AGENCIAS
Texas enfrenta una grave amenaza con la reaparición del gusano barrenador del ganado (Cochliomyia hominivorax), un insecto parasitario que puede matar una vaca en menos de dos semanas si no se trata. Este parásito pone sus huevos en heridas frescas de los animales, y las larvas devoran tejidos vivos, causando graves infecciones. Aunque fue erradicado en Estados Unidos en los años 60 gracias a la técnica de liberar machos estériles, el insecto ha reaparecido y se ha detectado a unos 600 kilómetros de la frontera de Texas, en México, impulsado por el movimiento de animales desde Sudamérica.
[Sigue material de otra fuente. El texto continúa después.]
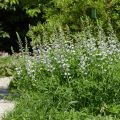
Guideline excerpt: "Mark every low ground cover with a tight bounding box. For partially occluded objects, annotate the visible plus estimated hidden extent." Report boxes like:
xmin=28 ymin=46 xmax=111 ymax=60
xmin=5 ymin=25 xmax=120 ymax=120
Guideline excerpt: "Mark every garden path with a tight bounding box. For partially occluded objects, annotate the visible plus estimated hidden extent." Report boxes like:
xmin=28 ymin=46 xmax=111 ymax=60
xmin=0 ymin=77 xmax=15 ymax=120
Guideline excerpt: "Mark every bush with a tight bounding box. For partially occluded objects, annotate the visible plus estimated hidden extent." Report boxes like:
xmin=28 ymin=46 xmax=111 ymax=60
xmin=5 ymin=26 xmax=120 ymax=120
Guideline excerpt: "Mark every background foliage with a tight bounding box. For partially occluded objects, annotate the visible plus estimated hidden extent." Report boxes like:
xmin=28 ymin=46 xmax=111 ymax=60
xmin=0 ymin=0 xmax=120 ymax=51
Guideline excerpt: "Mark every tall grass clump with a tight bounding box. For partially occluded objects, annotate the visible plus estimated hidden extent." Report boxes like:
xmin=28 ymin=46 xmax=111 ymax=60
xmin=6 ymin=26 xmax=120 ymax=120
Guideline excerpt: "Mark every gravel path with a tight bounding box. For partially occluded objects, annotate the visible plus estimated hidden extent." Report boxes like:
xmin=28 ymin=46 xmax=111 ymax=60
xmin=0 ymin=77 xmax=15 ymax=120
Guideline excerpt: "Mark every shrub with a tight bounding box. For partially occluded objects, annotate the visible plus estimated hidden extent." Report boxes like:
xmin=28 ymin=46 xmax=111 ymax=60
xmin=6 ymin=26 xmax=120 ymax=120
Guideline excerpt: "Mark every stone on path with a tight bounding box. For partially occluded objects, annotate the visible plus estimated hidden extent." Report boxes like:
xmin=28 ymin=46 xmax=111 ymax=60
xmin=0 ymin=77 xmax=15 ymax=120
El avance del gusano representa un riesgo devastador para la ganadería texana y podría afectar el costo de la carne para los consumidores estadounidenses. En respuesta, el gobierno de Texas destinó un presupuesto de 8.5 millones de dólares para instalar una planta piloto que críe machos estériles y cortar el ciclo reproductivo del insecto.
Además, se invertirán 21 millones de dólares para modernizar una planta en México con capacidad para producir entre 60 y 100 millones de machos estériles semanalmente antes de fin de año, con el fin de controlar este brote con métodos biológicos seguros y efectivos, en lugar de fumigaciones masivas.
Las autoridades y ganaderos están en alerta máxima, conscientes de que un brote podría causar pérdidas millonarias y afectar gravemente a los pequeños productores. Se han activado planes de emergencia para monitorear y controlar la propagación del gusano, buscando evitar un daño ecológico y económico mayor.